Agrigento, 7 anni di carcere a uno scafista tunisino: è la prima condanna in Italia

Lunedì 30 Ottobre 2017 di Mario Meliadò
Agrigento, 7 anni di carcere a uno scafista tunisino: è la prima condanna in Italia
Per la prima volta in Italia uno scafista che aveva trasportato decine d’extracomunitari in territorio europeo a bordo di un’imbarcazione “fantasma” è stato condannato. Quello dei barconi “fantasma” è un fenomeno relativamente recente, ma che gli investigatori e la stessa Procura nazionale antimafia ritengono in forte espansione (solo l’estate scorsa, imbarcazioni sfuggite a ogni forma di controllo hanno fatto arrivare clandestinamente circa cinquemila migranti tra Lampedusa, Linosa e le coste agrigentine) e particolarmente pericoloso per le vite delle persone trasportate.

Parliamo di natanti che viaggiano  “dolosamente” privi d’alcun tipo di riconoscimento: niente bandiere, zero codici identificativi. Appunto, dei “fantasmi” in mezzo al mare. Chiaro che il rischio per i migranti sia altissimo, a bordo di navi del tutto anonime, così come in simili condizioni sale di brutto la probabilità che scafisti senza scrupoli si disfacciano della “merce umana” meno docile.

Per tacere di un altro, gravissimo pericolo: possibili infiltrazioni terroristiche degli integralisti islamici, la maledetta «guerra asimmetrica» evocata nei mesi scorsi dallo stesso procuratore nazionale antimafia Franco Roberti in un’intervista rilasciata proprio a il Messaggero, sottolineando che un simile canale potrebbe in teoria «essere usato da criminali di ogni genere» e che per uno «Stato-mafia» come l’Isis è assai utile autofinanziare le proprie opere di morte tramite i commerci più redditizi, come la tratta di migranti.

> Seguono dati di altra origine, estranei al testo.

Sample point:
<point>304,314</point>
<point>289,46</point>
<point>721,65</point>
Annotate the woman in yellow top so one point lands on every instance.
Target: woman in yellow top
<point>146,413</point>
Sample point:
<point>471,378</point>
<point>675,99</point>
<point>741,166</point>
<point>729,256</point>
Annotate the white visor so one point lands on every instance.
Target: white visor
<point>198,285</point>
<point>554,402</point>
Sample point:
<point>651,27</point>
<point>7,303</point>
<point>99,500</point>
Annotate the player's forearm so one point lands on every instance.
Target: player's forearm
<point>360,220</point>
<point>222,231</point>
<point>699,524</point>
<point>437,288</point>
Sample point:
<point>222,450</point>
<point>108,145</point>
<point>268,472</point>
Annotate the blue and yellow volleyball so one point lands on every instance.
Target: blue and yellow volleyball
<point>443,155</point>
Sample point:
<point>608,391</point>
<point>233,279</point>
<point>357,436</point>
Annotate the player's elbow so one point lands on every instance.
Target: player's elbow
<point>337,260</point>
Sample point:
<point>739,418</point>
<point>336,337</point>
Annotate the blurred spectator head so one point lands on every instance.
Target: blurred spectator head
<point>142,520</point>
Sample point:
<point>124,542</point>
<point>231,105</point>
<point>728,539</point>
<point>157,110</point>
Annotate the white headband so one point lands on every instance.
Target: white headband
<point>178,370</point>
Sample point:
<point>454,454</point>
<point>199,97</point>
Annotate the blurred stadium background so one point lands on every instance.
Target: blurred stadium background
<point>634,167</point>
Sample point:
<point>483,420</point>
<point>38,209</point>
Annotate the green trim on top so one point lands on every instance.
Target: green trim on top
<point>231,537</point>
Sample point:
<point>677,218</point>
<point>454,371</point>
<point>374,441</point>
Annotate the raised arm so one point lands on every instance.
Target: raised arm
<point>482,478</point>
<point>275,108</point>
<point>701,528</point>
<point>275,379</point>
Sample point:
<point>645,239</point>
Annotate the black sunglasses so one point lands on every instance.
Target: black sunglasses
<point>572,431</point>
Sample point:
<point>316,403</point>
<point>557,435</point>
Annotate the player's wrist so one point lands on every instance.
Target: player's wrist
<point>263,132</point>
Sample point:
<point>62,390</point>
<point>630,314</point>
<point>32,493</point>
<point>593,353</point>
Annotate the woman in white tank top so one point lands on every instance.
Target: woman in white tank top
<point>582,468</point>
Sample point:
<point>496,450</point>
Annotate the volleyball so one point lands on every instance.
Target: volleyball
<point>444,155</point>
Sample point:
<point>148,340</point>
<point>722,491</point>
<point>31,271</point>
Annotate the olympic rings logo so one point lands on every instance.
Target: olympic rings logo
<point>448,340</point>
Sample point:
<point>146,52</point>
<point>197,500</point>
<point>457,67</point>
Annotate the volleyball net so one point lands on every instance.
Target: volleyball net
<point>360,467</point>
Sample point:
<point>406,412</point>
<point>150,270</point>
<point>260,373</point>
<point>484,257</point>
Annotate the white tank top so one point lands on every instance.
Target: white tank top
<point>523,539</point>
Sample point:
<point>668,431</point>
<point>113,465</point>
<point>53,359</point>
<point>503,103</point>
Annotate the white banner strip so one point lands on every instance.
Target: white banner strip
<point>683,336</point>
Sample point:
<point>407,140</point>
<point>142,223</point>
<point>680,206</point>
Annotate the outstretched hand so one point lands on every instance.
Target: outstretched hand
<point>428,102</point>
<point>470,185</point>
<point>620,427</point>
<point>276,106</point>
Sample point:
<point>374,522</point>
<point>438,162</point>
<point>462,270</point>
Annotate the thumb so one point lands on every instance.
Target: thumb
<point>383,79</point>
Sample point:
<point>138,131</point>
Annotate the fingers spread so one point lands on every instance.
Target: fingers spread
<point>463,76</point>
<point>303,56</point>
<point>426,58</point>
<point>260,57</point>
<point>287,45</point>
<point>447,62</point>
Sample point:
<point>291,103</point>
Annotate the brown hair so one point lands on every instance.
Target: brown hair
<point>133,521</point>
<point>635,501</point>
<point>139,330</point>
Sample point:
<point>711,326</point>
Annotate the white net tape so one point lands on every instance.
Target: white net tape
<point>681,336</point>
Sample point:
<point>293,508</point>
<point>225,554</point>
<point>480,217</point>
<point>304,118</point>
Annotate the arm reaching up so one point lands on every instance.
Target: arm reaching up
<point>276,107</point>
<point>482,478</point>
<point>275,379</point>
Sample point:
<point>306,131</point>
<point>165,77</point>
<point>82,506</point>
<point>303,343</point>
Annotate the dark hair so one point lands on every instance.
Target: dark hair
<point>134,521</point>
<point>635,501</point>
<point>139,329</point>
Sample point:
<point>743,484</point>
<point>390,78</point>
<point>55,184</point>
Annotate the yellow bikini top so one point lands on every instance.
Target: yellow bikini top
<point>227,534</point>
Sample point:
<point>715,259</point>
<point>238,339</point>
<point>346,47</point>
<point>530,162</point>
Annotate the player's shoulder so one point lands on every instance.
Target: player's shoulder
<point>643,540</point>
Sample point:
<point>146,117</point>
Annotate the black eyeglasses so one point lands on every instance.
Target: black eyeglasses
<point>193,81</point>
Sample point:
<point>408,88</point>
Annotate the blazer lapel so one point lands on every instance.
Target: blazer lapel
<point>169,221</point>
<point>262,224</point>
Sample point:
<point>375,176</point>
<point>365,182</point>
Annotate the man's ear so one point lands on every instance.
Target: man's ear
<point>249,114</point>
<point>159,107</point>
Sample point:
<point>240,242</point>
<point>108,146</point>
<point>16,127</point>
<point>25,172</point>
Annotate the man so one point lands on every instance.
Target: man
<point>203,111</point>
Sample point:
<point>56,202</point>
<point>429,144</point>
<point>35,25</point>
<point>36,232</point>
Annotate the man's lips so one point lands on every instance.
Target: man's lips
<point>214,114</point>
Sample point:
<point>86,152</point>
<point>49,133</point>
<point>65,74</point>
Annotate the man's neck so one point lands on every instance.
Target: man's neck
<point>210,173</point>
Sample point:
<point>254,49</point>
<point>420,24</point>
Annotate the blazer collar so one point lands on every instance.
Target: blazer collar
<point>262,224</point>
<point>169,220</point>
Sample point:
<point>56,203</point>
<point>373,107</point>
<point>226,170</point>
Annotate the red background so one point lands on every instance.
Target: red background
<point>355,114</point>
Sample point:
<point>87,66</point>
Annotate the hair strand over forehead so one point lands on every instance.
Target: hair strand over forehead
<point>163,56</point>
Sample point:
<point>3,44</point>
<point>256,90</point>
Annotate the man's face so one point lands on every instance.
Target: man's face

Nello specifico, a essere colpito da una condanna a 7 anni di reclusione in primo grado di giudizio è stato il 27enne scafista tunisino Chayah Saber: le motovedette della Sezione operativa navale e della Tenenza della Guardia di finanza di Porto Empedocle l’avevano bloccato il 22 settembre scorso nelle acque al largo di Realmonte, nell’Agrigentino (zona Sud-Ovest della Sicilia), mentre era al timone di un peschereccio del tutto anonimo, «non battente alcuna bandiera e non riportante alcuna sigla sullo scafo», con cui stava tentando la fuga verso le coste del Maghreb dopo aver fatto sbarcare 45 migranti tunisini ad Agrigento, lungo le coste di frazione Cannatello.
 Il “12 metri” venne bloccato e Saber arrestato: le Fiamme gialle scoprirono che era entrato in Italia già cinque volte almeno, ogni volta fornendo generalità diverse (e sempre fasulle), appunto col più classico dei natanti “fantasma”. Da ognuno dei desperados maghrebini trasportati verso l’Europa s’era fatto pagare 2 milioni e mezzo di dinari tunisini, circa 750 euro.

Adesso, il verdetto pronunciato in sede collegiale dal Tribunale di Agrigento (presidente, Luisa Turco) che condanna lo scafista a 7 anni di carcere – contro gli 11 proposti dal pm Salvatore Vella – per favoreggiamento dell’immigrazione clandestina, false generalità e resistenza a nave da guerra.

Reato contestato, quest’ultimo, perché Chayah Saber non solo aveva disatteso l’ordine di fermarsi e far controllare il peschereccio lanciatogli dalle motovedette della Finanza, ma aveva pure gettato in mare cellulare e navigatore per rendersi ancor più “irrintracciabile” nel lanciarsi verso un’improbabile fuga, “avanti tutta” verso le coste della Tunisia, miseramente terminata col suo arresto.